Jean-Thomas Léveillé Jean-Thomas Léveillé
La Presse

« Les organisateurs évaluent fortement la possibilité de remettre l’événement », a déclaré à La Presse Louis Couillard, co-porte-parole de la Coalition étudiante pour un virage environnemental et social (CEVES).

Une « réunion d’urgence » est prévue vendredi sur le sujet.

Le mouvement étudiant se pliera quoi qu’il en soit aux directives des autorités, qui ont interdit jeudi les rassemblements intérieurs de 250 personnes et plus jusqu’à nouvel ordre.

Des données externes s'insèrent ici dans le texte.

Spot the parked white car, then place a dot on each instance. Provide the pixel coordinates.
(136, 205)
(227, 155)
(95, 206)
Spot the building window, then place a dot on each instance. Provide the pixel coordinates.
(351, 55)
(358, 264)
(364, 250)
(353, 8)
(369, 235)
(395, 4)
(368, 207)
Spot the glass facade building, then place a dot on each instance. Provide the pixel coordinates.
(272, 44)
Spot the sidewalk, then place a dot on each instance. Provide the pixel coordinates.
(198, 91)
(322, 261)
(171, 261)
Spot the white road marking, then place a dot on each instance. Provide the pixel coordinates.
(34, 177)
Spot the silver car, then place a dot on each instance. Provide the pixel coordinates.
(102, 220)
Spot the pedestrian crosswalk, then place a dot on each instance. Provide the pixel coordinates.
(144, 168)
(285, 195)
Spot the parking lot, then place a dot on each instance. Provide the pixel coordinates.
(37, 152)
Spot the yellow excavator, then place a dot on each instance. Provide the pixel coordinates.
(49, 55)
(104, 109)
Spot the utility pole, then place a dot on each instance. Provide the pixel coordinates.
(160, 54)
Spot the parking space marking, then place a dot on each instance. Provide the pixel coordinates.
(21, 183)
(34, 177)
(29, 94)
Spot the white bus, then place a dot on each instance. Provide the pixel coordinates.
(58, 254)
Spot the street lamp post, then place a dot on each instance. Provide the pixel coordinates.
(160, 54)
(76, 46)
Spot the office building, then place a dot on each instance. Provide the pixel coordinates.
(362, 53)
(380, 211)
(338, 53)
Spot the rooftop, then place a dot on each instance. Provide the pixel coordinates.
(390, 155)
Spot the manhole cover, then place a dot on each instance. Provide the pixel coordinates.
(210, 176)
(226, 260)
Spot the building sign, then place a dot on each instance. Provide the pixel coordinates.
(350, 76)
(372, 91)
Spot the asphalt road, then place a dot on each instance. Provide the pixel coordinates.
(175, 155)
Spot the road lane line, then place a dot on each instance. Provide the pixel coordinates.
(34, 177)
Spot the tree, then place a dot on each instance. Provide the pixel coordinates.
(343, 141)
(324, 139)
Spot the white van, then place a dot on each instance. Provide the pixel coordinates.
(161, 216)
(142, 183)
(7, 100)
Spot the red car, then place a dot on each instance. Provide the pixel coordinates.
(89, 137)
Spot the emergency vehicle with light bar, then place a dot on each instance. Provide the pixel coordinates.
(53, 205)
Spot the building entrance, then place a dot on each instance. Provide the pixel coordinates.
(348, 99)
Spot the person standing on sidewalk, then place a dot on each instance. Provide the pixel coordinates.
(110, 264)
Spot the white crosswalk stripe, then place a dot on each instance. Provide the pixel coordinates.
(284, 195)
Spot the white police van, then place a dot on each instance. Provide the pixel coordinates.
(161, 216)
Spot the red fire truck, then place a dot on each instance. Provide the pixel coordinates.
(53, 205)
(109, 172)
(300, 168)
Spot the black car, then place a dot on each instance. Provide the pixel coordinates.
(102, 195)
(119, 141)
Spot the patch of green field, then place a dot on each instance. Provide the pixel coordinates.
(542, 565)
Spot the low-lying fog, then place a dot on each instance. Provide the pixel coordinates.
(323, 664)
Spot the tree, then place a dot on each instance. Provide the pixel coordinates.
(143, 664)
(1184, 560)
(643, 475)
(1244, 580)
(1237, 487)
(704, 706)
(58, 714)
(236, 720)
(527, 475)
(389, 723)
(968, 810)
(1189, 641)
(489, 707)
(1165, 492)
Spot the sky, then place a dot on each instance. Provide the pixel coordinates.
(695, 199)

« C’est une crise, on va la traiter comme une crise », a poursuivi Louis Couillard, ajoutant que le mouvement étudiant se préoccupe du sort des personnes les plus vulnérables à la COVID-19.

L’incertitude entourant les manifestations étudiantes, dont la principale doit se tenir à Montréal et qui s’annonçait comme le clou de la « semaine de la transition » organisée par la CEVES, survient alors que la mobilisation s’accentue.

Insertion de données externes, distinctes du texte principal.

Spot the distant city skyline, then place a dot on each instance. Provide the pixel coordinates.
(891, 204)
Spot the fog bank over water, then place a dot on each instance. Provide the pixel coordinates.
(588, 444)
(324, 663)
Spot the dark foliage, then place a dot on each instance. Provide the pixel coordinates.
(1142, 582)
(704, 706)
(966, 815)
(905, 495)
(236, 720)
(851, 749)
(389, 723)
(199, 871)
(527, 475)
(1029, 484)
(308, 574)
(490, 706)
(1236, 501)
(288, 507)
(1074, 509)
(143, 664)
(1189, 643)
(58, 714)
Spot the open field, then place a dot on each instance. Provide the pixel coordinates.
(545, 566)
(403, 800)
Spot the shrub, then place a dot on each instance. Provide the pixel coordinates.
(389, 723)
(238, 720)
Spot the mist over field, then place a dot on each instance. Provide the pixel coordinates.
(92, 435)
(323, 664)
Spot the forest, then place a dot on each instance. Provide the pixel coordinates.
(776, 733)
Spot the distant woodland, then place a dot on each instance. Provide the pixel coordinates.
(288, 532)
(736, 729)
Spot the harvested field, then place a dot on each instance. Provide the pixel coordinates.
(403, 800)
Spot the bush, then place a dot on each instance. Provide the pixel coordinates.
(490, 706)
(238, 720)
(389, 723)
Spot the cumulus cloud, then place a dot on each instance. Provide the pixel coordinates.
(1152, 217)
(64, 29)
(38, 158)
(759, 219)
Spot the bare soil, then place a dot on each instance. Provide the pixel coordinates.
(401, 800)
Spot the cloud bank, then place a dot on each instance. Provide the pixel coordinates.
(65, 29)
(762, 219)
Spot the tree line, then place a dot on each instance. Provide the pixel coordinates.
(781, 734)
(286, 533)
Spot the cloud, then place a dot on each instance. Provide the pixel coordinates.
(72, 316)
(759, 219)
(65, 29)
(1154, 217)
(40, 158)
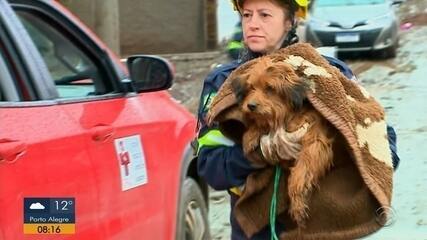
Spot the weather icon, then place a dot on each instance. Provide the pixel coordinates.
(37, 206)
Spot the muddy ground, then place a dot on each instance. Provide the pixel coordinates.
(400, 85)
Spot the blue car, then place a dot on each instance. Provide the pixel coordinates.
(354, 25)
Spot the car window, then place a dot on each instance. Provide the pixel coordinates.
(73, 71)
(331, 3)
(7, 86)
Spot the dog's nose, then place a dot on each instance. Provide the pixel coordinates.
(252, 106)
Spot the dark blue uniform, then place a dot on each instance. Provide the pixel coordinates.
(222, 163)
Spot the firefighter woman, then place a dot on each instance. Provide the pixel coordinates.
(267, 26)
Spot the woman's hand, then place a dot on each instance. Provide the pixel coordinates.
(281, 145)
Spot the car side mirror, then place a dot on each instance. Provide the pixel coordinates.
(397, 2)
(150, 73)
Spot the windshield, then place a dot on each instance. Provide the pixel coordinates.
(331, 3)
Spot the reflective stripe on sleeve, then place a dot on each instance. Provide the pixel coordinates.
(214, 138)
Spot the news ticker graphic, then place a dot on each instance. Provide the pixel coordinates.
(49, 215)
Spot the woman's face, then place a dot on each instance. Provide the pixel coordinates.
(264, 25)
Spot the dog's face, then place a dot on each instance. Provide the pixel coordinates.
(269, 92)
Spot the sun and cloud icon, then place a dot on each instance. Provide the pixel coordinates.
(37, 206)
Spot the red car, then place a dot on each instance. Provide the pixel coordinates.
(89, 148)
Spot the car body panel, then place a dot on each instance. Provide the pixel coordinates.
(68, 150)
(357, 27)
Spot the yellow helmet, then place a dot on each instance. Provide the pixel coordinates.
(299, 6)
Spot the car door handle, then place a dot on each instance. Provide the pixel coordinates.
(11, 150)
(102, 133)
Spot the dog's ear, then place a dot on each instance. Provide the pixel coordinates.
(238, 85)
(297, 94)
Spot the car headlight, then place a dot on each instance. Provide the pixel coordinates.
(381, 18)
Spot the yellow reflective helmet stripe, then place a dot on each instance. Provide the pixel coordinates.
(302, 3)
(235, 45)
(213, 138)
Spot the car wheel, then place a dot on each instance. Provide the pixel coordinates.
(391, 51)
(193, 213)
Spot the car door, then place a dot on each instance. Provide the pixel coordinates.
(131, 138)
(43, 153)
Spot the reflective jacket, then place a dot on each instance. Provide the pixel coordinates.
(221, 162)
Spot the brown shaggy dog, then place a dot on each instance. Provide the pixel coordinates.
(272, 96)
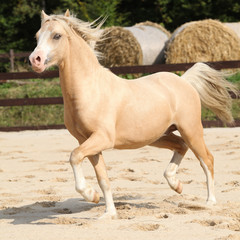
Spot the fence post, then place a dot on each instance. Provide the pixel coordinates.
(11, 60)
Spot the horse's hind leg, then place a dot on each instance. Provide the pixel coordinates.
(194, 139)
(176, 144)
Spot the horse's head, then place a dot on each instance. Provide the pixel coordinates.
(52, 41)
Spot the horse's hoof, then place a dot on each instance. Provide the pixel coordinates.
(96, 197)
(179, 188)
(108, 216)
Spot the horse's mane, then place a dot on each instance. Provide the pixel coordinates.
(89, 31)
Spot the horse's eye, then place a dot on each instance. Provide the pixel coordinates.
(57, 36)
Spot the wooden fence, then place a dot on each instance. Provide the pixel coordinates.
(116, 70)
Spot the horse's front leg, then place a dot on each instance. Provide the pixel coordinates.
(96, 143)
(103, 180)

Une vingtaine d’associations étudiantes québécoises représentant plus de 23 200 membres ont voté en faveur d’un débrayage le 3 avril, de l’Université Laval à l’Université de Sherbrooke, en passant par les cégeps Marie-Victorin, de Saint-Laurent et du Vieux-Montréal.

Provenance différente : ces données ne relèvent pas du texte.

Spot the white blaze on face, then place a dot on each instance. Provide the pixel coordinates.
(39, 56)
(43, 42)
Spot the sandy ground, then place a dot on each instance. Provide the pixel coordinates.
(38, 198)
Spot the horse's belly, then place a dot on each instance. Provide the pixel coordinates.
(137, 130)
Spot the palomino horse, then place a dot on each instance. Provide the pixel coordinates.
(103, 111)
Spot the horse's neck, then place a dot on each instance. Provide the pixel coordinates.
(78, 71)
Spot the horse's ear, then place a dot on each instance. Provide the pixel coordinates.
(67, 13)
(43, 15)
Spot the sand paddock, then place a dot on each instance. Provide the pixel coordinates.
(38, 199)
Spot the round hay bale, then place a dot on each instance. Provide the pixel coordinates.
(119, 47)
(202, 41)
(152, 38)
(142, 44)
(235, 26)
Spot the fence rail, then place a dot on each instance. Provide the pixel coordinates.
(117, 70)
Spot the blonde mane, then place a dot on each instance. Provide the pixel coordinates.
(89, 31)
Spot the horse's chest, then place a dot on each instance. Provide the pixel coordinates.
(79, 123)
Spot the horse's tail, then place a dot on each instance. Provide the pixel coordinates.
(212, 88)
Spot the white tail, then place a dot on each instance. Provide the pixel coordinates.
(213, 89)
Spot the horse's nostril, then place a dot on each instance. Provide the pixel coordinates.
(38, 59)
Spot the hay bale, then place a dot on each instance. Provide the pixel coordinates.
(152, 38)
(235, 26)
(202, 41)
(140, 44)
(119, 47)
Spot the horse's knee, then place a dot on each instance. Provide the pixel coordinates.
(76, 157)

« Il reste plus de 25 AG [assemblées générales] de grève dans les deux prochaines semaines », notamment dans les grandes universités montréalaises, précise Louis Couillard.

« La mobilisation a pris une nouvelle tournure dans les dernières semaines, elle a vraiment grandi, surtout avec la campagne sur GNL », indique-t-il.

Les associations représentant près de 100 000 étudiants ont adopté une position s’opposant à la réalisation de gazoduc et d’usine de liquéfaction de gaz naturel, au Saguenay.

L’interdiction de rassemblement risque d’ailleurs de perturber les assemblées générales, qui pourraient être converties en « référendum en ligne », comme ce fut le cas jeudi à l’Université du Québec à Chicoutimi, souligne Louis Couillard.

Grèves numériques

Les associations étudiantes devront aussi déterminer la pertinence de maintenir un mandat de grève si les cours devaient être suspendus par les autorités.

Il serait possible de maintenir la grève sans faire de manifestation, soumet Louis Couillard, qui évoque la possibilité de « faire des grèves en ligne », reprenant une suggestion faite la veille par Greta Thunberg.

« Vous pouvez rejoindre la #GrèveNumérique », avait gazouillé mercredi la militante suédoise, en invitant les gens à publier des photos d’eux en train de manifester.

« Soyez moins nombreux, mais avec une grande détermination », écrivait-elle, rappelant l’importance de suivre les recommandations des experts et de la science. « Ça vaut bien entendu pour toutes les crises. »

« Il va falloir être créatifs », conçoit Louis Couillard, qui promet néanmoins que le mouvement étudiant demeurera actif, « parce que la crise climatique n’est pas près de s’amenuiser ».